Development of personalized treatment by stratification targeting the microenvironment of ovarian cancer

2019 Fiscal Year Final Research Report

• Project/Area Number: 18K16769
• Research Category: Grant-in-Aid for Early-Career Scientists
• Allocation Type: Multi-year Fund
• Review Section: Basic Section 56040:Obstetrics and gynecology-related
• Research Institution: Research Institute, Shiga Medical Center (2019); Kyoto University (2018)
• Principal Investigator: Murakami Ryusuke 滋賀県立総合病院(研究所), その他部局等, 医長 (40782363)
• Project Period (FY): 2018-04-01 – 2020-03-31
• Keywords: 卵巣癌 / 腫瘍微小環境 / トランスレーショナルリサーチ / CD276

Outline of Final Research Achievements

We reported that histopathological classification based on tumor microenvironment reflecting the gene expression profile of high-grade serous ovarian cancer was associated with prognosis and treatment sensitivity.
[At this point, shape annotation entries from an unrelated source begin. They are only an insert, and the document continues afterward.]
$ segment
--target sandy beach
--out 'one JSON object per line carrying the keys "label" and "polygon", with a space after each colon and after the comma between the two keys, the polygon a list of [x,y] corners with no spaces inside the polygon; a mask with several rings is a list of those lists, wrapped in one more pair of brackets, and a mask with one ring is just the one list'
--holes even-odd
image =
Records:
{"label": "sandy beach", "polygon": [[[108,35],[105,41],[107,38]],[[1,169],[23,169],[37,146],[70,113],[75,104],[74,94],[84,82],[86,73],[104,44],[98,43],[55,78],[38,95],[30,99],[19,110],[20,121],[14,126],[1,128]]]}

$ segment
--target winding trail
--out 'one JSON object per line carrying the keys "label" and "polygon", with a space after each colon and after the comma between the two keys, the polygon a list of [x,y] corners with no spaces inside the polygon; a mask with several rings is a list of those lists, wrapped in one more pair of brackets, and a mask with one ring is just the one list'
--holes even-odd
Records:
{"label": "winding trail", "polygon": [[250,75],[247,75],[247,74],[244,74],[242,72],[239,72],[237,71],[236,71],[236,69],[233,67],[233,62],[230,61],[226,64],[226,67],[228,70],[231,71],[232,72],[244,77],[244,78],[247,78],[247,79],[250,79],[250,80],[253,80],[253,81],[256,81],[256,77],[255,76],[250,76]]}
Analysis of the gene expression profiles of the Immune Reactive type with the best prognosis and the Mesenchymal Transition with the poorest prognosis revealed that the immune checkpoint molecule CD276 is highly expressed in tumors and stroma with poor prognosis. We verified that CD276 not only suppresses direct T cell activity as an immunosuppressive factor but also induces M2 macrophages, which are immunosuppressive cells, through the expression of CCL2 in ovarian cancer innate immunized mice. I devise treatments that control the immunosuppressive pathways.

Free Research Field

婦人科腫瘍

Academic Significance and Societal Importance of the Research Achievements

予後不良な卵巣高異型度漿液性癌のMesenchymal Transitionにおいて、免疫抑制が腫瘍微小環境で高発現しているCD276により、直接的な活性化Tリンパ球への抑制効果と、間接的に免疫抑制系細胞であるM2マクロファージを誘導することで、免疫抑制環境をより強くさせていることを発見した。本研究で、難治性な卵巣癌に対して複数の免疫抑制経路を遮断する治療がより有効な治療戦略であることが示唆された。